Step 3: Make up a card with the Sacrament prayers on it to
the size of the insert. (Bonus points if
you can make it from memory without having to look up the prayers.)
Step 4: Insert the card into the wristband.
Now your Aaronic Priesthood holder is ready, with his
Aaronic Priesthood Wrist Coach, to bless the sacrament.
Bonus: Other important Aaronic (and Melchizedek!) Priesthood
messages can also be conveyed with the Wrist Coach.
Monday, December 2, 2013
UNEXPECTED TEACHER ABSENCES ACROSS CHURCH CREATE DEEPENING PRIMARY REFUGEE CRISIS
The High Commissioner noted several shocking recent
examples. “A few Sundays ago, in Madison,
Wisconsin, several CTR 7s were left to forage for their own spiritual sustenance
when neither of their teachers showed up,” explained the Commissioner. She went on, saying that “by the time we
found them, frightened and huddled in a corner (and perhaps playing Minecraft
on the tablet of one of the refugees), they seemed to have lost track entirely
of why they had arrived at church in the first place.”

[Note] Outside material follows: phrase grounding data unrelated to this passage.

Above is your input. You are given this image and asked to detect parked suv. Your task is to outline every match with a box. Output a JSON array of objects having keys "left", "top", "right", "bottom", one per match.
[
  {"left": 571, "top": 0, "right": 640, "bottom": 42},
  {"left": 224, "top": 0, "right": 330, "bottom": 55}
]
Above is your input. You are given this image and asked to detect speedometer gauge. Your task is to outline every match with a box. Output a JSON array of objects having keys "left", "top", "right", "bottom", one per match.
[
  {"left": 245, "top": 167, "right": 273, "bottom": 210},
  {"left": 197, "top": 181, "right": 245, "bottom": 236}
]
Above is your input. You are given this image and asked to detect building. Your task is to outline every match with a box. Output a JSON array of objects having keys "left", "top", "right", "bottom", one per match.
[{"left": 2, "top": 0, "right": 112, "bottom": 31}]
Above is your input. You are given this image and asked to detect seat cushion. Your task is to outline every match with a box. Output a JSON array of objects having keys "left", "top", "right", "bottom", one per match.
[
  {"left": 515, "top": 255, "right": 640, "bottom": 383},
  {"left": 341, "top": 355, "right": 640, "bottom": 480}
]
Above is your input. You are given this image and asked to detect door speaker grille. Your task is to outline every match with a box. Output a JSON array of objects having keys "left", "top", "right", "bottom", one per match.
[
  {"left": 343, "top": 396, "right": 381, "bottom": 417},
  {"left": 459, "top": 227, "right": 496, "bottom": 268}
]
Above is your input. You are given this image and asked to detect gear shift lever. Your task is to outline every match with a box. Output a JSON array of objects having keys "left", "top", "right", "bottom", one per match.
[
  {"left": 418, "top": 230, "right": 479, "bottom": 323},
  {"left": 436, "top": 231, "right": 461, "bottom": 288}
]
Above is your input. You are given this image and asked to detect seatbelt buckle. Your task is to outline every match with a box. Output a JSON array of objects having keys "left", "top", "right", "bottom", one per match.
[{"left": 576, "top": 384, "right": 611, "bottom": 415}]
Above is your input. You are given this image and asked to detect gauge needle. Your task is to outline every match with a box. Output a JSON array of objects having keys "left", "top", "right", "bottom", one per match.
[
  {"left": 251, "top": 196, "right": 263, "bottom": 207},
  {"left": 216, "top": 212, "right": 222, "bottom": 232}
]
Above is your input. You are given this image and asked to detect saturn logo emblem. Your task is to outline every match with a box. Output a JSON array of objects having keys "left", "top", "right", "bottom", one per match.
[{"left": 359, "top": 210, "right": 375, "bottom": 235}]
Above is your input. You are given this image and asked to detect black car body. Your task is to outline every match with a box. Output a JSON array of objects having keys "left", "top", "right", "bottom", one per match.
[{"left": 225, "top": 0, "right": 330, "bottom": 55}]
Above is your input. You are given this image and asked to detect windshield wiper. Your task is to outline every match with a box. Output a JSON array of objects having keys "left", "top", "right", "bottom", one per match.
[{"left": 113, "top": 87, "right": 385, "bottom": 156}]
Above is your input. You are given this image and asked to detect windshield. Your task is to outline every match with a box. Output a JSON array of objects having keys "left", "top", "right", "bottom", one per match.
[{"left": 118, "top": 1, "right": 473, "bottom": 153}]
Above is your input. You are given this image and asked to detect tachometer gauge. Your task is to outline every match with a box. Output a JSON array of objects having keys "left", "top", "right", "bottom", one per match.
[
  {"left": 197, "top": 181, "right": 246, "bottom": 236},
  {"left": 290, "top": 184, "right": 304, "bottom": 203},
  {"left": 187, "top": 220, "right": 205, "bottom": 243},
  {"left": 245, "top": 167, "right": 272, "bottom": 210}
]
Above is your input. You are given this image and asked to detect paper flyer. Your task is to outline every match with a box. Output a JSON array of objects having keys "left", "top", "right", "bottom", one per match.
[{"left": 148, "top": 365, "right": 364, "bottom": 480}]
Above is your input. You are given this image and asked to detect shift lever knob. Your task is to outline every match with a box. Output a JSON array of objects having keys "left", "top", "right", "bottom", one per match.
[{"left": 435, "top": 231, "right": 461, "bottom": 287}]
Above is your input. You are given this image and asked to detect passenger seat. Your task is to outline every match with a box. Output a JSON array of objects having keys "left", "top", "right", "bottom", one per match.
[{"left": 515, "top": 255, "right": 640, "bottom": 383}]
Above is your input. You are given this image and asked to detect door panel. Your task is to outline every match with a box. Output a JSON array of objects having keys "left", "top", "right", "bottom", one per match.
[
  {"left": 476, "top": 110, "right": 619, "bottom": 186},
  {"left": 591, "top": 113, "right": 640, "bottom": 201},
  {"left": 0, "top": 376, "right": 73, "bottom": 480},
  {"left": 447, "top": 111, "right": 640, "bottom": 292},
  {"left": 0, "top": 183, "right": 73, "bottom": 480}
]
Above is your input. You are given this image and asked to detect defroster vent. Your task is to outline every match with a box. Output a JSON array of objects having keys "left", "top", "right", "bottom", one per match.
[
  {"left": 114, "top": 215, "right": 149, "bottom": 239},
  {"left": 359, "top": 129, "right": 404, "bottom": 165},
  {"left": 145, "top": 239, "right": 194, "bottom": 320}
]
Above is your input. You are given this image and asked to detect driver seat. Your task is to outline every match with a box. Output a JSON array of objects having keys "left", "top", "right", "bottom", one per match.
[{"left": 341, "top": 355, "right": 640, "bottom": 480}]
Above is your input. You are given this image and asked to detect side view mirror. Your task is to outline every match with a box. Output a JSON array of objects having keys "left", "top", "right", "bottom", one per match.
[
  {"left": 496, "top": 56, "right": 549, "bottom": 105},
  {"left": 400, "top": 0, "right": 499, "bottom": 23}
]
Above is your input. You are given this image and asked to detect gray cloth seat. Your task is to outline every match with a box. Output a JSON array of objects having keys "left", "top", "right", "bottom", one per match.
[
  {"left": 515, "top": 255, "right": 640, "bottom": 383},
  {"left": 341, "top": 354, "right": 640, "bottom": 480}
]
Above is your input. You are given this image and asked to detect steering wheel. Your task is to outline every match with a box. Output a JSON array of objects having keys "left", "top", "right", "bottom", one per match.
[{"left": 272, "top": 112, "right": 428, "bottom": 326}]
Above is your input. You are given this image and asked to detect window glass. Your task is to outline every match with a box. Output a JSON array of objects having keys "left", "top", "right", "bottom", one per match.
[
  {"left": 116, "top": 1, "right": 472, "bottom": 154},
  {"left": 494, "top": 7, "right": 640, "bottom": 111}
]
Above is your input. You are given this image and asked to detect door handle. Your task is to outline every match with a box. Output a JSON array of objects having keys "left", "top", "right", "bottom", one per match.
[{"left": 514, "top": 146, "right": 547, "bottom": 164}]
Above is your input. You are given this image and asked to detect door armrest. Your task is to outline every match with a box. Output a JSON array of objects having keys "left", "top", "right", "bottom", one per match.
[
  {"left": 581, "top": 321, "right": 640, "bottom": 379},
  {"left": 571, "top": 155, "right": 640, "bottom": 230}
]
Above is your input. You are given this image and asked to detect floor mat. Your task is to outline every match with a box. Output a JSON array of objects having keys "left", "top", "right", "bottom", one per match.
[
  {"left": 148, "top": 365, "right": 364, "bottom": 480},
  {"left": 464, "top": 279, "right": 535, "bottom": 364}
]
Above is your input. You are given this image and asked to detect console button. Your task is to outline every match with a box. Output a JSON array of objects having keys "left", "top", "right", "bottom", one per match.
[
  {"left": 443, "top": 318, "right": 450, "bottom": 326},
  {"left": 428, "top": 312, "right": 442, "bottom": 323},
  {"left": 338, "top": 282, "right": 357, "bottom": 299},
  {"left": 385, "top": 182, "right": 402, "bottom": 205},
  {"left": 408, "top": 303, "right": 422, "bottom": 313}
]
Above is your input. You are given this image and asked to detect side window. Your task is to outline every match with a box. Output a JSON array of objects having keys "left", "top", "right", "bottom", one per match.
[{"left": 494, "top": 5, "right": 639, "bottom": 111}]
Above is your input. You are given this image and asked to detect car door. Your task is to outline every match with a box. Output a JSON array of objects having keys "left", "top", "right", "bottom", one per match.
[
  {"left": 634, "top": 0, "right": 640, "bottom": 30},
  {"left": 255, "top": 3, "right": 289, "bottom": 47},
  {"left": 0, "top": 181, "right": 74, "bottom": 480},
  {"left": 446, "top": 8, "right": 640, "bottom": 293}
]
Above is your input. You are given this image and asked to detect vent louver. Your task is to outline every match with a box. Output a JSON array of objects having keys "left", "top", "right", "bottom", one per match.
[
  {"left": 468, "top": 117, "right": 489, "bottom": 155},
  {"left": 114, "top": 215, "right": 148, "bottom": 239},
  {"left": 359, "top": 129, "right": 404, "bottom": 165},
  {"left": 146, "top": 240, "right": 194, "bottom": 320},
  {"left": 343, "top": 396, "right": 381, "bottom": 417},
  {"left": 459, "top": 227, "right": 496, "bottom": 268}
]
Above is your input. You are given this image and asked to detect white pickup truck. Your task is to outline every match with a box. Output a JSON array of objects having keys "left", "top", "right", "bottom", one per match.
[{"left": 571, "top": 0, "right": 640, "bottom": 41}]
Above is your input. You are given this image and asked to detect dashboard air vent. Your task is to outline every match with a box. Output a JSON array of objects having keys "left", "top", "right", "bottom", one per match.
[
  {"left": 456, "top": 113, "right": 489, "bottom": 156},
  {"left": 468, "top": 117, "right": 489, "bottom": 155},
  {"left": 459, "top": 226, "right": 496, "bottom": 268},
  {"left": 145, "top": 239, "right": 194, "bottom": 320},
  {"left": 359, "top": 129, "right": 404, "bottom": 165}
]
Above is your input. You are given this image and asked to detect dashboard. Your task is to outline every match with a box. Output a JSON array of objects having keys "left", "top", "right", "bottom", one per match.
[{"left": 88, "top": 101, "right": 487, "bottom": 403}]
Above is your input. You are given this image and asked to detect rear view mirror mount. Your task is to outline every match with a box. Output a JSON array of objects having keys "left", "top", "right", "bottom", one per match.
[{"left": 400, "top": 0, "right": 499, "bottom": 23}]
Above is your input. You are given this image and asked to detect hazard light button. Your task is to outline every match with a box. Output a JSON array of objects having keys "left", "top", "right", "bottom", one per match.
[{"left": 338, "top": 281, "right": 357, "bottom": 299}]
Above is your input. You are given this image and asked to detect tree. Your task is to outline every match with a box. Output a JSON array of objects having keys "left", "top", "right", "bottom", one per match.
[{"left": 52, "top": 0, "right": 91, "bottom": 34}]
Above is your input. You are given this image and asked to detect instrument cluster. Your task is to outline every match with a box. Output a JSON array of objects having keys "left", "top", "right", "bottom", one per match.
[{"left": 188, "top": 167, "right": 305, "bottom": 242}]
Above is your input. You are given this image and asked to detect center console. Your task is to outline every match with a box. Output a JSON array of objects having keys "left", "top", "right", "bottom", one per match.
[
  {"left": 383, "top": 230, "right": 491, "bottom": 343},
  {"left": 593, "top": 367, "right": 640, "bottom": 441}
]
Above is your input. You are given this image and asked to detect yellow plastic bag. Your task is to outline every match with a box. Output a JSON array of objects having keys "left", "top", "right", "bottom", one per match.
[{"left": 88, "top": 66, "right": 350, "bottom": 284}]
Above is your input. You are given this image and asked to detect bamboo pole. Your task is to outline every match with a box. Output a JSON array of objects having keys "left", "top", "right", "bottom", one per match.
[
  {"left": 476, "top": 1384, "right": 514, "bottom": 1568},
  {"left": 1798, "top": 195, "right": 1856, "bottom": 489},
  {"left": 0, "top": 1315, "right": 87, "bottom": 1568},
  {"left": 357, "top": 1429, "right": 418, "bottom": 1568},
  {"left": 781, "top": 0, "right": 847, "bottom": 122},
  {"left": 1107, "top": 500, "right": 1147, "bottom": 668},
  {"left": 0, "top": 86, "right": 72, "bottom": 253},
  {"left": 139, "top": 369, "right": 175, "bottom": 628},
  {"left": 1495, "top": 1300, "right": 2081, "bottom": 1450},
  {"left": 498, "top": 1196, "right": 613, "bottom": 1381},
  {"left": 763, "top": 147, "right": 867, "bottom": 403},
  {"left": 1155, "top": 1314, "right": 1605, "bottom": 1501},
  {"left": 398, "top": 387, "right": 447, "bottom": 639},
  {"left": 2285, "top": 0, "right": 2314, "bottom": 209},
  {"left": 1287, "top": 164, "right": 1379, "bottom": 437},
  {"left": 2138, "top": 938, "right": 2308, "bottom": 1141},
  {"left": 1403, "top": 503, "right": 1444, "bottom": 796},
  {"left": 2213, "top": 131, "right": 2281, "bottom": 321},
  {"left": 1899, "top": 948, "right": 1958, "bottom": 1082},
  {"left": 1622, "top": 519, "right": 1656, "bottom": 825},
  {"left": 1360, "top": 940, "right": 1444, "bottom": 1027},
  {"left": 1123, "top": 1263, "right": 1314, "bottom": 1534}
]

Fear about their future and a growing desperation (often
masked by apathy, chit-chat, and Temple Run II) at ever getting their needs met
has only exacerbated the refugee crisis.
The High Commissioner also noted that local leaders, often
with resources stretched well beyond the breaking point, struggle to contain
the flood of refugees. On this point the
Commissioner noted that “a Primary President may try to find some parents to
substitute or may try to see if other classes can absorb the sudden influx of
spiritual asylum seekers. That sudden
influx,” continued the Commissioner, “can jeopardize another community’s delicate
social, cultural, and spiritual equilibrium, or worse, there may not be enough
treats for everyone.”
The High Commissioner on Primary Refugees’ press conference
has generated considerable conversation at all levels of the church. There are reports of efforts to give
Primaries across the church better safeguards to prevent the spread of the
crisis and resources to handle current problems. Unnamed sources suggest that fathers of
Primary children may receive additional training “so that when a crisis
presents itself, they can step in, meet the needs, and not just play hangman for
35 minutes.”
In contrast with the buzz generated by the High Commissioner on Primary Refugees, the Moderate Commissioner for Adult Sunday School
Refugees has seen his single suggestion for stopping his problem roundly
rejected. That suggestion was the
formation of an adult foyer or lobby class to count as Sunday School for those
(perhaps willingly) wandering adults.